Both focus on the importance of work. We, of course, do not need to belabour the obvious. Work is a necessity in our country if we want to survive economically and even politically. That’s why we are interested to know about productivity, efficiency, profitability, GDP, GNP, ROI, etc.
There are many issues involved in this particular aspect of work. Generation of employment is one, another is equitable distribution of income. In this regard too, we can also talk about minimum wage, what would constitute as fair work conditions, etc.
But in the heat of sorting out the macro issues of work, we should not forget that work is first of all necessary for everyone’s personal growth, development and maturity. It unleashes our powers and actualizes our potentials.

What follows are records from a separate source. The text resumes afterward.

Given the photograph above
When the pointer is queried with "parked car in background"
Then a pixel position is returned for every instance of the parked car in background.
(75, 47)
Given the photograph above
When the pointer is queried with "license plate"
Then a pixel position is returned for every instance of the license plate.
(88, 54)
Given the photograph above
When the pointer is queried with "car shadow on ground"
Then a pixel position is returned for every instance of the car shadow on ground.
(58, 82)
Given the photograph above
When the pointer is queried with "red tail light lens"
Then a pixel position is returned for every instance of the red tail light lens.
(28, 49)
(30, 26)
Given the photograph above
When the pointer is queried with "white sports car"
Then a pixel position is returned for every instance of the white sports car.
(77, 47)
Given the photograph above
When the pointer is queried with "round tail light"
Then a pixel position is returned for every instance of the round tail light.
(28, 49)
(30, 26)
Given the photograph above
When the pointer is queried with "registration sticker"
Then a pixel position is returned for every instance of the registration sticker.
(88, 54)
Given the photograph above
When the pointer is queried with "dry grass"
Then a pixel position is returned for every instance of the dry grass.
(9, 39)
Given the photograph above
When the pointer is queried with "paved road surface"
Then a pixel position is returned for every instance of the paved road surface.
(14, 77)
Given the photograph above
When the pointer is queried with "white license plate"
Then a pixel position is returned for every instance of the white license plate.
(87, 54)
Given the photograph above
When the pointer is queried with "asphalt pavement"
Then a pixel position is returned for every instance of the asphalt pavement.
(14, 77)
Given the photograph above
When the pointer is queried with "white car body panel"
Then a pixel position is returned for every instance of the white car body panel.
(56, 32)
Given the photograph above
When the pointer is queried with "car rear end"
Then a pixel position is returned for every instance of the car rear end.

Aside from giving us a source of income and a stabilizing element in family life, it is what gives us a deep sense of fulfilment and joy. Everything has to be done so that these personal, micro aspects of work are always enhanced, and not unduly sacrificed due to some macro goals.
This is just to follow that Christian teaching that the person should be given priority over the demands of labor and the economy. The latter should work for the good of the former, and not the former enslaved by the latter.

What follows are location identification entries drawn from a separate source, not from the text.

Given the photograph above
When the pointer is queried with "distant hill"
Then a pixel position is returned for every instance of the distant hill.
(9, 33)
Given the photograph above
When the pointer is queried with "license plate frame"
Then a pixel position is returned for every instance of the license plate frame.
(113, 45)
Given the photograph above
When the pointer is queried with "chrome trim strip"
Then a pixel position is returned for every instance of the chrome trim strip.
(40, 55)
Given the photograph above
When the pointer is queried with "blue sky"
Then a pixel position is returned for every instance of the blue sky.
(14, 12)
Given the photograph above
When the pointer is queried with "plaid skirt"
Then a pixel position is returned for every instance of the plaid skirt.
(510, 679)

Underpinning all these considerations is a more fundamental and radical truth that should always be respected, and in fact, fostered every step of the way and in every level of human life, personal, family, social, economic, political, etc.

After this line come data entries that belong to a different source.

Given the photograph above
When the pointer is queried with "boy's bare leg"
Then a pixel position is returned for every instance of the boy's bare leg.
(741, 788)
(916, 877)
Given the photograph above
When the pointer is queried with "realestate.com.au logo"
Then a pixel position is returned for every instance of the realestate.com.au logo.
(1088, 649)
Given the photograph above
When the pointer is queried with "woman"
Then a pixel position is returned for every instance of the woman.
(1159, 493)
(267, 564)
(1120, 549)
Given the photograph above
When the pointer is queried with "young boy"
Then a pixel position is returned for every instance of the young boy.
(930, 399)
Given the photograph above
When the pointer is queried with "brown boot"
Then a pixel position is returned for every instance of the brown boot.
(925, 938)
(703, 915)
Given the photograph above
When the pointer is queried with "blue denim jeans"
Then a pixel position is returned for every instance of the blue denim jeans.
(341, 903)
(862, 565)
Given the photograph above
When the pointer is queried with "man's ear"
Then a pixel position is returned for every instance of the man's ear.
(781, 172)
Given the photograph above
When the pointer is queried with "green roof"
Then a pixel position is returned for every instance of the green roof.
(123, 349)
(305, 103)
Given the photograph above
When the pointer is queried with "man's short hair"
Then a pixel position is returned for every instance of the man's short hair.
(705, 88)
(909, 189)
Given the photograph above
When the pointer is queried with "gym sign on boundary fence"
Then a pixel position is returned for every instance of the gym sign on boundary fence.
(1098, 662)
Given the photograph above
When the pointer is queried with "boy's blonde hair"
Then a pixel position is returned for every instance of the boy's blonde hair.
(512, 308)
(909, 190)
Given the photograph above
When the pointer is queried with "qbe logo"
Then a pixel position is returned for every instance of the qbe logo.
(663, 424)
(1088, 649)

And this is none other than that our work is actually an intimate, personal participation of the continuing work of God which is his abiding providence over all his creation.
As image and likeness of God, we live and do everything, including our work, with God always. Even without realizing it, the objective truth is that our life, and everything in it, is always a life with God.
Our work therefore is not just ours. It just does not correspond to some purely natural and human needs. It is by definition a work with God. We need to be most aware of this truth, so we can also consciously and freely work in sync as much as possible with God’s will and ways, as is proper to us as God’s image and likeness.
If we know, believe and start living this truth, then we can conclude that our work is the usual and main means for all of us to be sanctified, for that is what is meant when we vitally unite ourselves with him, when we conform our will and work with God’s will and work. Our work can make us holy, since it can unite us subjectively with God.
This effort of uniting our will and work with God’s will and work is what comprises the task of sanctifying our work. When we try to discern what God wants us to do and then do it with utmost love for him and others, we are sanctifying our work.
That work that is so offered and done to God with love, expressed in doing it with the best competence we can muster, will surely sanctify us. It would purify us and put us on the path of resembling ourselves more and more with God who is our Father, our beginning and our end—in fact, our everything.
We need to retail this truth more actively and widely. Some of us may already know this truth in theory, but we are not yet there in practice. In this sector alone, a lot need to be done.
But we also know that there is even a much larger sector who does not know the intimate connection of work with God. In this regard, we really have to mobilize whatever resources we have to establish this truth firmly in our culture.
May those who know this truth be more consistent in living it. May they also be more active in spreading it until this truth permeates the life of the family, and the spirit with which we live out the social, economic, political aspects, etc., of our life.
Our times now challenge us to have a more mature understanding of our work, otherwise we would simply get confused and lost in the many new things arising around.